One day, though, I did something different. I followed her lead. When her storm passed, I allowed mine to pass, too. I took some deep breaths, turned up the music, and sang along. (“Let it Go” is an appropriate choice for such moments.) I felt lighter, happier. I realized it was possible to have a joyful morning even after we battled over which shirt to wear. For the first time in forever (see what I did there?), we parted without regret on my part. She happily trotted off to see her teacher and I happily went on my way to work.
One morning this summer was particularly hard. It was wonderful until it wasn’t, and I ended up sobbing in the kitchen while she watched with big brown eyes and said, “Mama, you’re sad? You’re crying? Because you’re not playing with me?” That got a reluctant laugh. I spent the day wallowing, convinced I was a horrible, incompetent mother who would never have a good relationship with her daughter.

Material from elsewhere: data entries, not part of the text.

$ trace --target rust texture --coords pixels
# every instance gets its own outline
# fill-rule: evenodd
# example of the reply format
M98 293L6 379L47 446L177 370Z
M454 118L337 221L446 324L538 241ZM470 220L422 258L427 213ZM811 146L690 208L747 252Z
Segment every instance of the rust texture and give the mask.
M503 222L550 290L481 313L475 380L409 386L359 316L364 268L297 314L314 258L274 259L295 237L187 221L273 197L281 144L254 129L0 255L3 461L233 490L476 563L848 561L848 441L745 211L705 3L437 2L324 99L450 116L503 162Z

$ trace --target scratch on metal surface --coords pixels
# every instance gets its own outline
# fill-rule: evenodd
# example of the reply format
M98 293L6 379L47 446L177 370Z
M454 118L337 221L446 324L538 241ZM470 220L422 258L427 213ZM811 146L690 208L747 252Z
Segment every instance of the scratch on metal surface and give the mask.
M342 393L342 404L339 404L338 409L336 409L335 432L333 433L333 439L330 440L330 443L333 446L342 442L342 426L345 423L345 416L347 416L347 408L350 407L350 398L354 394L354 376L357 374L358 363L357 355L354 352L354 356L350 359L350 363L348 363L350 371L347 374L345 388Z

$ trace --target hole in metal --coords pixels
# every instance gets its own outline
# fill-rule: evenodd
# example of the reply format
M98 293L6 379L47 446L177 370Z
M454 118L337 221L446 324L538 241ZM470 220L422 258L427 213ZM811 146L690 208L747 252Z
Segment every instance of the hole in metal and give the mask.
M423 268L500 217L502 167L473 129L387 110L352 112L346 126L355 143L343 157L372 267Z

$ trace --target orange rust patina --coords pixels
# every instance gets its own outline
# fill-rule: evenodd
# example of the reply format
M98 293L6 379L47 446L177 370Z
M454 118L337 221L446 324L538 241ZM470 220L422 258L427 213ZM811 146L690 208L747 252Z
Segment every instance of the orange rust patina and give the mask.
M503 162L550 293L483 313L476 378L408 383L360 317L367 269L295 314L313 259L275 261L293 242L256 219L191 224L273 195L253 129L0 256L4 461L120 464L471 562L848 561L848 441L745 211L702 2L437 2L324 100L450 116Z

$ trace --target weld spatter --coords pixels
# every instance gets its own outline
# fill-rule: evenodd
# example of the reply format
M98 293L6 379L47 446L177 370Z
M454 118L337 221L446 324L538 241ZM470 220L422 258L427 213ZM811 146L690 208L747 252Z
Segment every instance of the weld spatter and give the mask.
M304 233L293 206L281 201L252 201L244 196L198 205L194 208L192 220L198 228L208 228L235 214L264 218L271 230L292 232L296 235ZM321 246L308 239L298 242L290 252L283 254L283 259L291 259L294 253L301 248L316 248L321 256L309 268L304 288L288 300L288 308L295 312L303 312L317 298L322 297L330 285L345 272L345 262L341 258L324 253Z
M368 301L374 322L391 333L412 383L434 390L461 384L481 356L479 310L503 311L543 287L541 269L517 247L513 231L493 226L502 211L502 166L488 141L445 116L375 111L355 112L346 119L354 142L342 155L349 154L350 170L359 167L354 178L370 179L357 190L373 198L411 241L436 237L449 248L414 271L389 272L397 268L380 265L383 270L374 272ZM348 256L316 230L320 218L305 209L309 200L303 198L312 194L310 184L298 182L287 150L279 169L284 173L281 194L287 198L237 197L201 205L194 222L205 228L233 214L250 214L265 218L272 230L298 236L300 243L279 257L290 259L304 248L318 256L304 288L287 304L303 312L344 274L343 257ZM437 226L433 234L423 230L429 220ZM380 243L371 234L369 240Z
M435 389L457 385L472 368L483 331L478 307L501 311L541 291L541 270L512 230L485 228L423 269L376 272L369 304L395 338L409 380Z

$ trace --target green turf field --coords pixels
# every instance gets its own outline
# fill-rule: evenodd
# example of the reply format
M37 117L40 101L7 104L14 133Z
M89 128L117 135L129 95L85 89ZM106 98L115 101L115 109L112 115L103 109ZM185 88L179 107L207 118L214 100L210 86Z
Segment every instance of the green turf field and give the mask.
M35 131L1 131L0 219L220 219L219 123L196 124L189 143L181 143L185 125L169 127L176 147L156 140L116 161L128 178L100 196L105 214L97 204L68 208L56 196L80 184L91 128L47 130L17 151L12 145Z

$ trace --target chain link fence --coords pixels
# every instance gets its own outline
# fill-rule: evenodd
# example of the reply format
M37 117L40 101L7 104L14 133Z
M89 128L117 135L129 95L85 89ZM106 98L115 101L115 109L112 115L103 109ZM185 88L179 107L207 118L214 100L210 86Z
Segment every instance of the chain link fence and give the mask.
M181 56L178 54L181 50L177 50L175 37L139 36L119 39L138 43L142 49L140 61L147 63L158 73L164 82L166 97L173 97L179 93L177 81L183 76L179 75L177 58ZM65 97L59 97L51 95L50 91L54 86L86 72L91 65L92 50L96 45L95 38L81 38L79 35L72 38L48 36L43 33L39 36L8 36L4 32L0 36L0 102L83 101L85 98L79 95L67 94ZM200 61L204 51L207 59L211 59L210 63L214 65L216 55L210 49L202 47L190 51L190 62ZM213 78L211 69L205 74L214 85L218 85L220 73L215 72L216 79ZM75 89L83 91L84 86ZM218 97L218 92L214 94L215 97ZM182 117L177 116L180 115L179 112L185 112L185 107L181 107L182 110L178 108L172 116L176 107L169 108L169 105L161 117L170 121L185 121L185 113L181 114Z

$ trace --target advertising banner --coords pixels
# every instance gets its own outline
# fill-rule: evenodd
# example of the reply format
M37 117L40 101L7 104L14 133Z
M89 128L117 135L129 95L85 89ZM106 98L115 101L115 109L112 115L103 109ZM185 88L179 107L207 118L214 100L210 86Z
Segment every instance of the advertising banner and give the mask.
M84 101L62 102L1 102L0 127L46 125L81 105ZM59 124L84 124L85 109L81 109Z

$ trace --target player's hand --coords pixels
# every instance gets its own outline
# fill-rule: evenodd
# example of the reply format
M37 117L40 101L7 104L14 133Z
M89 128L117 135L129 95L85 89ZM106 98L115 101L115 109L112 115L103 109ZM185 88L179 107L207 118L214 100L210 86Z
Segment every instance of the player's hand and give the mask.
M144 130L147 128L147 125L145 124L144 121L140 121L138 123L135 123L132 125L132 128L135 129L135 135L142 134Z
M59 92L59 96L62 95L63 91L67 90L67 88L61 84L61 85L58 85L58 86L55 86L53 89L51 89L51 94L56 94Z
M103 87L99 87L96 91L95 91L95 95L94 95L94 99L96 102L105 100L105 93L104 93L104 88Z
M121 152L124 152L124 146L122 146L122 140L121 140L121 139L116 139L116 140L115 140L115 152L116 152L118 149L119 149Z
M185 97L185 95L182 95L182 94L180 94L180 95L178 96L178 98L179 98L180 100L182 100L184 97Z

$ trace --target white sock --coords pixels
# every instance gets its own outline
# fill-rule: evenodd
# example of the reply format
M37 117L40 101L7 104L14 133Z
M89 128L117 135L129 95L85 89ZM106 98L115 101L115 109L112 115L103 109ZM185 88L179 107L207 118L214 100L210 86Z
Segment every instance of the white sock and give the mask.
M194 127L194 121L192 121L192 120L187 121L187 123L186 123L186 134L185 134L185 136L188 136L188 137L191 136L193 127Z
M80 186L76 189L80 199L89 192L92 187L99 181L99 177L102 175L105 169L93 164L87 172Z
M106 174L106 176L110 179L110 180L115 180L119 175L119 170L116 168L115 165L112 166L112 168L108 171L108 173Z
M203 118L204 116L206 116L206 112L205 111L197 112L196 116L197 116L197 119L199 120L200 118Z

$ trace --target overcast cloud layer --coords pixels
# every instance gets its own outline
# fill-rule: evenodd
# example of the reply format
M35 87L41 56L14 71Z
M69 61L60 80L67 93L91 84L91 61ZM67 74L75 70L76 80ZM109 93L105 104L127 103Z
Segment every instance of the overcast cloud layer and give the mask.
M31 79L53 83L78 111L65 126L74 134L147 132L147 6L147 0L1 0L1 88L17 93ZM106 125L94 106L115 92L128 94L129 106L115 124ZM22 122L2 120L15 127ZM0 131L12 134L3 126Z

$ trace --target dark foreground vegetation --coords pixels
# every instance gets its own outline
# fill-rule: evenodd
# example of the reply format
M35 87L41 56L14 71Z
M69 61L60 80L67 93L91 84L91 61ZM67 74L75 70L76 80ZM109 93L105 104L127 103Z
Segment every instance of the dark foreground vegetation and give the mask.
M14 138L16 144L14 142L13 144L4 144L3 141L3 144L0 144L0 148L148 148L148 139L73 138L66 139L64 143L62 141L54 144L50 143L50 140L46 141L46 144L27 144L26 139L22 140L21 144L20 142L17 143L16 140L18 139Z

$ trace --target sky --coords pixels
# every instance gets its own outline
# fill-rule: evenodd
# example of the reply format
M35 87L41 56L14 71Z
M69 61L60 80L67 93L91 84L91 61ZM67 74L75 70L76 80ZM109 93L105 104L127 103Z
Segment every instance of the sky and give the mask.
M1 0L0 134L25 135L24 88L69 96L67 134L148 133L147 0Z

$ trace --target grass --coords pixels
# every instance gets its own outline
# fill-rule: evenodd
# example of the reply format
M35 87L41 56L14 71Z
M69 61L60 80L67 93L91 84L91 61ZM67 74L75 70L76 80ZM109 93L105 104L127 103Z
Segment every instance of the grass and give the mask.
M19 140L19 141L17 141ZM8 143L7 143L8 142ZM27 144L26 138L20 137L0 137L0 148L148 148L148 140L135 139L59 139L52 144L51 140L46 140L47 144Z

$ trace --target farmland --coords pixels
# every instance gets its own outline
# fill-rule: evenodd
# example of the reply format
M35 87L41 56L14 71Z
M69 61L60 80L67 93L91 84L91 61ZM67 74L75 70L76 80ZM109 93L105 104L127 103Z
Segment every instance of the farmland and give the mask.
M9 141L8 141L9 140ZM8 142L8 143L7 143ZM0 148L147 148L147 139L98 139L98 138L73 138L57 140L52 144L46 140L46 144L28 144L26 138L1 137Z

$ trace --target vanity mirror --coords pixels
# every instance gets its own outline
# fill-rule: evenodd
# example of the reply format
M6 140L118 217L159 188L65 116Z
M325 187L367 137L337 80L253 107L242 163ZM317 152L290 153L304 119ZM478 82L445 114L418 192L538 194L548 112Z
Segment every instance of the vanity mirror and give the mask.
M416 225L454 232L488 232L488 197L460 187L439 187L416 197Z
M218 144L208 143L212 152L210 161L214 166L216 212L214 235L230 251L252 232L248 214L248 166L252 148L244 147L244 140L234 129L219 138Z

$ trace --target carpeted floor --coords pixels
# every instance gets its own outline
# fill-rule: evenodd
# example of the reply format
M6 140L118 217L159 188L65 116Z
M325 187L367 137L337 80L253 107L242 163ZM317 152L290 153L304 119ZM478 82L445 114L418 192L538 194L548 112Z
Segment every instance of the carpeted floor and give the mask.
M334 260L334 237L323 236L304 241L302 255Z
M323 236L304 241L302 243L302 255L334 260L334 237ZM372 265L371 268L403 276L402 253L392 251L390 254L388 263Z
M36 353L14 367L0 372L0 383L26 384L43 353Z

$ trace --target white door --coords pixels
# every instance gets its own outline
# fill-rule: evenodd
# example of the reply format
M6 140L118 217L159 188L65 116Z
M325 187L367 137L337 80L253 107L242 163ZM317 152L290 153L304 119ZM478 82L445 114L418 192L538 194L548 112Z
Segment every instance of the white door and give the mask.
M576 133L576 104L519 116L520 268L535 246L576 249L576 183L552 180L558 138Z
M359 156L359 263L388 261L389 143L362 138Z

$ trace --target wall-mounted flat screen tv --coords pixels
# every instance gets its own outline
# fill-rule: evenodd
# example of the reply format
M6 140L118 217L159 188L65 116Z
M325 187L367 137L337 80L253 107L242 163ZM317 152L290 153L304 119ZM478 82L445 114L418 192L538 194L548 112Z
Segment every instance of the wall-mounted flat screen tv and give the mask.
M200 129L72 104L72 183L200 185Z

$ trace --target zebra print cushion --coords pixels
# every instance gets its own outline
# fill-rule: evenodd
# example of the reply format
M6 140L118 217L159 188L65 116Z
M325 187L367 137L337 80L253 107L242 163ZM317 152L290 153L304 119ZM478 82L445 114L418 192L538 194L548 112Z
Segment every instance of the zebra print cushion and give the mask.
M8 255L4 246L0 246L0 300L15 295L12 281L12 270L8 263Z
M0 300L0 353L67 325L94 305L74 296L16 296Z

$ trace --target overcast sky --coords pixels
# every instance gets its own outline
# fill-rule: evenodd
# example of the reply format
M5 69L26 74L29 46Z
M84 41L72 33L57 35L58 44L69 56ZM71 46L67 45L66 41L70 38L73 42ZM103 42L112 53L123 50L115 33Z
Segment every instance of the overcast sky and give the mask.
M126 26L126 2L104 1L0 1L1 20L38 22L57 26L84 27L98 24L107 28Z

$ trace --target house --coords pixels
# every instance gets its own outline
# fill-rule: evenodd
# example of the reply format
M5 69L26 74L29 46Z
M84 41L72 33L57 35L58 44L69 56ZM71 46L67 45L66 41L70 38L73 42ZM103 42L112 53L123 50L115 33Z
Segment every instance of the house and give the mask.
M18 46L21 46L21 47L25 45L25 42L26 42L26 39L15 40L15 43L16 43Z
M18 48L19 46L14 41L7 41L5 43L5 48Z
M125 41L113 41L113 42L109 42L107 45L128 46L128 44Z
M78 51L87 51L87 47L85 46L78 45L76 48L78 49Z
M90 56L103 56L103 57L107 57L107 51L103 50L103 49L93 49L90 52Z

That evening was our last session of mommy/daughter swim lessons. I was anxious and braced myself for a difficult lesson. Instead, we had an incredible time, one I hope she somehow remembers.
She wasn’t holding a grudge over that morning’s struggles. Instead, she eagerly ran to hug me, ready for fun. The pool staff turned on the water play structure and we climbed up and slid down over and over again for a half hour. She overcame her fears of the spraying water and slide, and we got soaking wet and laughed and laughed. I felt a joy and peace I hadn’t felt in far too long.
I found redemption on that kiddie water slide.
We still have tough mornings, evenings, and in-betweens. Not every moment will be joyous, and I don't think I will ever stop doubting myself as a parent. But I'm learning that we can move through and beyond the trying times together and come out on the other side, still laughing.